Stalled projects are part of the entrepreneurial experience, especially when you are building a business on the side. In this video blog recorded from his car in Dallas during a rainstorm, Mark shares practical advice on how to get your internet marketing project moving again after it has gone off the rails.

Why Projects Stall

Most part-time entrepreneurs start the year strong with ambitious goals. Progress is consistent for a while, then life intervenes. Busy seasons at work, family vacations, unexpected obligations, and simple burnout can derail even the most disciplined routine. Sometimes it happens multiple times a year. Sometimes weeks or months pass with little meaningful progress.

Mark admits this is a pattern he knows well from personal experience. It is not always that zero progress is happening. Sometimes it is just that the regular, disciplined effort has broken down. Other times, progress genuinely stops entirely.

The Simple Fix: Just Do Something

When you recognize that your project has stalled, the overwhelming feeling of being behind can be paralyzing. You do not know where to start, you cannot face how far behind you are, and the gap between where you are and where you planned to be feels insurmountable.

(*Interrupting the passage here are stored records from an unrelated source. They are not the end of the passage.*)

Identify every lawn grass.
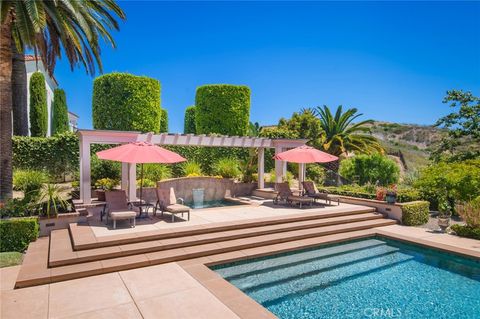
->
[0,251,23,268]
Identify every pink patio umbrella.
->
[273,145,338,164]
[273,145,338,189]
[97,142,186,202]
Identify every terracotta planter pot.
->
[95,189,105,202]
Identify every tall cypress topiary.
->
[29,72,48,137]
[160,108,168,133]
[92,73,161,133]
[195,84,250,136]
[52,89,70,135]
[183,105,197,134]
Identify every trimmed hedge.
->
[0,218,39,252]
[402,201,430,226]
[92,73,161,133]
[29,72,48,137]
[321,185,421,203]
[183,105,197,134]
[340,154,400,186]
[52,89,70,135]
[12,132,79,177]
[451,224,480,240]
[195,84,250,136]
[160,109,168,133]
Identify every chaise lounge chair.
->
[154,186,190,222]
[105,190,137,229]
[302,181,340,205]
[273,183,313,208]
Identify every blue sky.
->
[55,1,480,132]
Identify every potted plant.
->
[385,185,397,204]
[36,183,69,218]
[437,199,452,232]
[375,187,387,201]
[95,178,118,202]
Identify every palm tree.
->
[0,0,125,200]
[313,105,384,156]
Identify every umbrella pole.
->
[140,163,143,204]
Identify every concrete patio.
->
[0,225,480,319]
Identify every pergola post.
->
[275,146,286,183]
[298,163,305,190]
[127,163,137,201]
[80,136,92,204]
[257,147,265,189]
[120,163,128,191]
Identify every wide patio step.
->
[69,206,375,251]
[15,218,396,288]
[48,213,383,267]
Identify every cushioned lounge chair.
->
[105,190,137,229]
[302,181,340,205]
[273,183,313,208]
[154,187,190,222]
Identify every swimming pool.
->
[211,237,480,319]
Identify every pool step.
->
[48,213,383,267]
[15,218,395,288]
[69,206,375,251]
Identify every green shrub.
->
[90,155,122,182]
[92,73,161,133]
[52,89,70,135]
[305,164,325,185]
[166,146,249,177]
[35,183,69,218]
[322,184,421,203]
[402,201,430,226]
[13,170,48,198]
[95,178,119,191]
[12,132,79,180]
[450,224,480,240]
[160,108,168,133]
[0,198,35,218]
[183,161,203,176]
[0,251,23,268]
[137,178,157,187]
[340,154,400,186]
[455,196,480,228]
[0,218,38,252]
[414,160,480,209]
[183,105,197,134]
[195,84,250,136]
[213,157,241,178]
[30,72,48,137]
[141,164,172,182]
[268,169,293,186]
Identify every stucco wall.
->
[137,177,256,202]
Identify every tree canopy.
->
[432,90,480,162]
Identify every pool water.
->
[212,237,480,319]
[185,199,243,208]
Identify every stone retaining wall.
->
[137,177,257,202]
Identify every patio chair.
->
[154,186,190,222]
[302,181,340,205]
[273,183,313,208]
[105,190,137,229]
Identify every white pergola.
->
[77,130,307,204]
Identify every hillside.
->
[371,122,445,172]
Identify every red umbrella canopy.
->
[273,145,338,163]
[97,142,186,164]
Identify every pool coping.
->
[177,228,480,319]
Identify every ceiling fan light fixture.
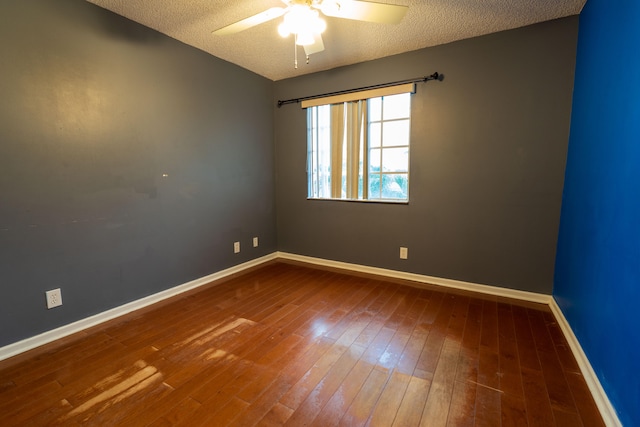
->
[320,0,340,16]
[278,4,327,37]
[278,22,291,38]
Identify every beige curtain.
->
[331,100,368,199]
[331,104,344,199]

The answer is simpler than it feels: do something. Anything. Pick one small action and execute it.

  • If it is a video project, record a few minutes of footage or edit a short segment.
  • If it is a writing project, write 500 words or commit to writing three days in a row.
  • If it is a website project, update one page or write one product review.

Small actions build momentum. Momentum builds consistency. Consistency, maintained over months and years, produces results that compound in ways you cannot see day-to-day.

The Marathon Perspective

Internet marketing as a side business is not a sprint. It is a marathon. You need to maintain a sustainable pace and keep pushing forward day after day. A little bit every day, even on the hard days, adds up to something significant over the long run.

The key insight: you do not need to solve everything today. You just need to take the next step. Then take the next one after that.

What's Changed Since This Post

Mark published this in June 2014. The advice is timeless, though the tools and context have evolved.

Habit-building science has advanced. Books like Atomic Habits by James Clear (2018) formalized many of the principles Mark describes here. The concept of starting small, building systems rather than relying on motivation, and focusing on identity-based habits now has a robust framework that entrepreneurs can follow.

Productivity tools have proliferated. Apps for habit tracking, project management, and accountability are widely available. However, the fundamental advice remains unchanged: when you are stuck, the first step is simply to start working again, no matter how small the effort.

Mental health awareness in entrepreneurship has grown. The feelings Mark describes, being overwhelmed, avoiding the project, struggling to re-engage, are now recognized as common patterns that benefit from self-awareness and sometimes professional support. The advice to do something small is consistent with evidence-based approaches to overcoming procrastination and creative blocks.